On Tuesday I finally got to see THE REVENGER'S TRAGEDY at the Olivier Theatre. I have been meaning to see this but Dawn's recent visit spurred me on to action. She is such a trailblazer.

I love a good Jacobean tragedy which 86s most of the cast by curtain fall and this one I had never seen before. It has had a strange past: written in 1606 it was attributed to Cyril Tourneur nearly 50 years later but more recently it has been re-attributed to Thomas Middleton and that is who the NT is going with. Amazingly it appears not to have been produced for over 300 years - possibly due to it's bleak content - until being revived during the 1960s. The play was inspired by HAMLET and it's revenge motif is certainly obvious but where as Hamlet had only Claudius in his sights with others becoming collateral damage, here Vendice is happy to see off any of the family.

It certainly shows a rotten society: A corrupt
lecherous duke rules an Italian city with his second Duchess who he has recently married. The disfunctional family includes the duke's son, as perverse as the father who also has an illigitimate son who hates the Duke for his reduced state. The Duchess' three sons from a first marriage are no better, the two eldest are both desperate to rule and the younger is a swaggering rapist. When he rapes a nobleman's wife the Duke orders him imprisoned which angers his wife into starting an affair with his bastard son for revenge. How unlike the home life of our own dear Queen.

Above all the Duke is hated by Vendice whose betrothed was poisoned nine years earlier by the ruler when she refused his advances as well as ruining his dead father financially. Vendice is obsessed with thoughts of revenge, even going so far as keeping Gloriana's skull in his room. The chance comes when his more pragmatic courtier brother tells him the Duke's son has asked him to find someone with no morals to seduce a virgin for him.
Vendice leaps at the chance and disguises himself as chav-like Piato. His pleasure is short-lived however - the Duke has set his sights on Vendice's young sister Castiza.

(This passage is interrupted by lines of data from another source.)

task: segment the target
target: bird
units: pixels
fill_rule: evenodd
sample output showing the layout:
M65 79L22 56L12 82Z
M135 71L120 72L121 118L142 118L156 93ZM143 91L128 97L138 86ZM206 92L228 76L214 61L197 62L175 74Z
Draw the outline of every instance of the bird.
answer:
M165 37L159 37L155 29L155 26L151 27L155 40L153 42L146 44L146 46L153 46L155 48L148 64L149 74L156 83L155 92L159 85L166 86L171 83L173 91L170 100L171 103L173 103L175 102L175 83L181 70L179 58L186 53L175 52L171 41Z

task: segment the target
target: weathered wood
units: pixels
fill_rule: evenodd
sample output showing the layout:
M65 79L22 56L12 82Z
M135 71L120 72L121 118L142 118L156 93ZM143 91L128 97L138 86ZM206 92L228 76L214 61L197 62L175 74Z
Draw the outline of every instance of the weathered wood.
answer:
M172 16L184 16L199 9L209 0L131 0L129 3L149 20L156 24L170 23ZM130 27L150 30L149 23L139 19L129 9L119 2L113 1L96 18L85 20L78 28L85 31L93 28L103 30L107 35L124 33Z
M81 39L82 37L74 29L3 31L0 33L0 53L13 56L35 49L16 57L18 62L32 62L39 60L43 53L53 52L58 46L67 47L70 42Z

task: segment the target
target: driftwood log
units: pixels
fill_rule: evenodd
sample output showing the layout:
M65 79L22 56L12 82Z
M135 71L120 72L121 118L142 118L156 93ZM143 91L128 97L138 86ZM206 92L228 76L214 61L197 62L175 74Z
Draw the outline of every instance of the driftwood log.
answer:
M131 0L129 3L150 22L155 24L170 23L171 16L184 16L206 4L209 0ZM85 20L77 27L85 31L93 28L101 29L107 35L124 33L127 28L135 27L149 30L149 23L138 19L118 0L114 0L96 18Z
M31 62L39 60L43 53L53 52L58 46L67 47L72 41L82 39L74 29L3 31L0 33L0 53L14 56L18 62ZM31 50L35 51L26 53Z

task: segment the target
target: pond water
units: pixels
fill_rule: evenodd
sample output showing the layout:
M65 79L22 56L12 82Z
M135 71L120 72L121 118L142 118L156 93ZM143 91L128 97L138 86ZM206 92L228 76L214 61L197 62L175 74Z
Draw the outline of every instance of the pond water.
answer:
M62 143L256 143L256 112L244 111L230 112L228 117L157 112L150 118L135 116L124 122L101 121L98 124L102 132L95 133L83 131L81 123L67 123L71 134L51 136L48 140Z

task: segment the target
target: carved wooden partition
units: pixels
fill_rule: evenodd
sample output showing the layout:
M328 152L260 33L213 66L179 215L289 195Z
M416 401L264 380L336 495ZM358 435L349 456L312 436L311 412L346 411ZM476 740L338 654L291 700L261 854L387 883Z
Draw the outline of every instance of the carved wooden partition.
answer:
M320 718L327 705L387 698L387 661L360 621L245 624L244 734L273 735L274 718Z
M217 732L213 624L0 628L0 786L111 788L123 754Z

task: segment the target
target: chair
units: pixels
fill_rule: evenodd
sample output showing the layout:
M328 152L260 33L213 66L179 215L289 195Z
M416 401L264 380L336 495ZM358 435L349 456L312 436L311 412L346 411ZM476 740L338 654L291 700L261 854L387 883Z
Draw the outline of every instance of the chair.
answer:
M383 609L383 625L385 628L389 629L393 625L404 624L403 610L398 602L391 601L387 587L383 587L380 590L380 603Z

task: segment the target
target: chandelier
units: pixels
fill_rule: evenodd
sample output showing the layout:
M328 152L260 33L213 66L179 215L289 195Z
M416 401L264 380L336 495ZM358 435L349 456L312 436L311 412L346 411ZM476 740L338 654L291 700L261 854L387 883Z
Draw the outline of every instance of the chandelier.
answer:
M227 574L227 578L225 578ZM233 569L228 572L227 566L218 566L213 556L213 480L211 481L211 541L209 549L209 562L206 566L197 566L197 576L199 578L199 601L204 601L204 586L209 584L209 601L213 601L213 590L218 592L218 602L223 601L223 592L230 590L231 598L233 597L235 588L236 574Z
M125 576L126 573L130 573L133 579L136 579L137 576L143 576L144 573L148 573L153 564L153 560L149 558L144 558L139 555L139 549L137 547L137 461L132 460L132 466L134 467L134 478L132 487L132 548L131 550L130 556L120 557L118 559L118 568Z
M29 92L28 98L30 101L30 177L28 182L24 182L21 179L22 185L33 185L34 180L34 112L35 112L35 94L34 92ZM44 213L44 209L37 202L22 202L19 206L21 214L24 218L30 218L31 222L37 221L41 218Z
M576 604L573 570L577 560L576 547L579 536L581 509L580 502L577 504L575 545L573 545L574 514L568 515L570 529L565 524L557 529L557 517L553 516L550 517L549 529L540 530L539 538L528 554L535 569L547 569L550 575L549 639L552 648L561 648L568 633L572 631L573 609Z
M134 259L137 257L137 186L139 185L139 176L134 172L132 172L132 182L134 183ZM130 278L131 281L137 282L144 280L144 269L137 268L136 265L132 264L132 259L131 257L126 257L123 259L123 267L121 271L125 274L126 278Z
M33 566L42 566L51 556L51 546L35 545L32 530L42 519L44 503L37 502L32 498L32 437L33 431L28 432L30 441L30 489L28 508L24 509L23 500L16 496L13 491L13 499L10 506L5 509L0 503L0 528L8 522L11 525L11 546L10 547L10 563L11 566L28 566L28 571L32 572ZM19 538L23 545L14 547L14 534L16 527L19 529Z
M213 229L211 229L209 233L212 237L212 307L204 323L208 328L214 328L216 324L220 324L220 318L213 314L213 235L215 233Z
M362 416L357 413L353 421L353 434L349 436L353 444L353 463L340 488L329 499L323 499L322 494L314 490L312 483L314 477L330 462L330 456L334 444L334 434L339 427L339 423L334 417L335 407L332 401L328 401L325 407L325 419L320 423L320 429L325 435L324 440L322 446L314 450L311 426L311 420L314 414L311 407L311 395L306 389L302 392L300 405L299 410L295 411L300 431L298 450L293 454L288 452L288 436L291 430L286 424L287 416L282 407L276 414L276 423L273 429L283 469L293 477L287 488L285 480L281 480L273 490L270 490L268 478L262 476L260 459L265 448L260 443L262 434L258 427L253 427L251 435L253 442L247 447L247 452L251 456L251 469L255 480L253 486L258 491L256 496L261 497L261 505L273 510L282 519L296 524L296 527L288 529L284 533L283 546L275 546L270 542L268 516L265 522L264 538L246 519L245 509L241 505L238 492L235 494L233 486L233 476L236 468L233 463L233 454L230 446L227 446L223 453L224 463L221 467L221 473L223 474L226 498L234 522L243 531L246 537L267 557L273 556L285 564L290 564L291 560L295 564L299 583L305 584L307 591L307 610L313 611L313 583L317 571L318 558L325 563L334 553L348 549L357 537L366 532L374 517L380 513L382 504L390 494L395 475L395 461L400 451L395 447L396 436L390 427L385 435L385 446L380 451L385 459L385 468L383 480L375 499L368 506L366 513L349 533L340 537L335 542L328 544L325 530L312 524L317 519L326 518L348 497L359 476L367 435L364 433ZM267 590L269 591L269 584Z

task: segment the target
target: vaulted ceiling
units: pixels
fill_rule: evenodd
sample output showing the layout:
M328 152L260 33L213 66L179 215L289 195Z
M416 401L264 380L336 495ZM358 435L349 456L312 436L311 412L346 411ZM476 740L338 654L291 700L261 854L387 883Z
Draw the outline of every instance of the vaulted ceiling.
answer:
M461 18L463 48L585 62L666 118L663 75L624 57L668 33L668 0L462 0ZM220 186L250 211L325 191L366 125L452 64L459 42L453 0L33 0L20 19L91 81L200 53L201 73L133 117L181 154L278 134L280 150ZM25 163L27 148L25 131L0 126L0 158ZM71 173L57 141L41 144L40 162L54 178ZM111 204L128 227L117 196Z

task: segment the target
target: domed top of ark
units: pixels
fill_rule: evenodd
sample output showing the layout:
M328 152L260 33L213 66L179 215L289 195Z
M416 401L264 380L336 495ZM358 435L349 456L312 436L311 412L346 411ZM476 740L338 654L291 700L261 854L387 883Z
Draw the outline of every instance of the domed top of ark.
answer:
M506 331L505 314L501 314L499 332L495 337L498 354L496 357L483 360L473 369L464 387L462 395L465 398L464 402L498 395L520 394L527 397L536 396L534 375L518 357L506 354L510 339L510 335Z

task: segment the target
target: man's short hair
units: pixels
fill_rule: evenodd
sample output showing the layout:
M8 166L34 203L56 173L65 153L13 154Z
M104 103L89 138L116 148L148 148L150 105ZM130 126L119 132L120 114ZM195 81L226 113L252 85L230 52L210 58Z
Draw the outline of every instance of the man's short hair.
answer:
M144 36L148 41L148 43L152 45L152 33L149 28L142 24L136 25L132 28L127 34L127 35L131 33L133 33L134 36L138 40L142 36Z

This sets the characters on a frantic, hurtling journey into the heart of darkness as plot and counter-plot crash into each other
and leaves a trail of dead bodies in it's wake. The play features one of the most famous moments in the tragedy genre when the disguised Vendice traps his enemy The Duke who has asked him to find him a young virgin. He is lured to a darkened room where he kisses the face of the quiet demure girl and is gripped with pain. Vendice then reveals to him he has kissed a mask covering the poisoned skull of Gloriana.... and that's just before the interval!!

On the whole I enjoyed this production, it was fast-paced and the surprising black comedy hidden within the mordant text was excellently played but director Melly Still, like so many others, distrusted the audience's capacity to understand the text so the opening tableaux featured the three-roomed standing set revolving to
thumping techno music while the cast cavorted and perved around & around the set showing us just *how* decadent the court was. It was all rather obvious and seemed to go on for ages. The climactic dance of death was also staged as a contemporary dance piece with them flying all over the place which again just seemed too obvious and disrupted the tension that had been built up till then.

The cast made the night worthwhile in particular Rory Kinnear as Vendice. Swiftly changing from the embittered Vendice to the oi-oi Jack The Lad of Piato, he dominated the evening and was the perfect central figure to hold the attention. Just one thing... why did he sound *exactly* like Simon Russell Beale?? I was half-convinced SRB was in the wings with a microphone!
He was matched by a brace of excellent supporting performances - Barbara Flynn was great as Vendice's mother who shocks him when she gives in to Piato's bribery for her daughter, Elliott Cowan was nice and sleazy as the Duke's oldest son, Tom Andrews gave a great scene-stealing turn as the Duchess' scheming eldest son, Billy Carter had good fun as the Duke's aggrieved illegitimate son, Katherine Manners was effective in the always-difficult role of the virginal good girl, Ken Bones - making a belated debut at the NT - made a very nasty Duke and Jamie Parker was very good as Vendice's brother and partner in vengeance.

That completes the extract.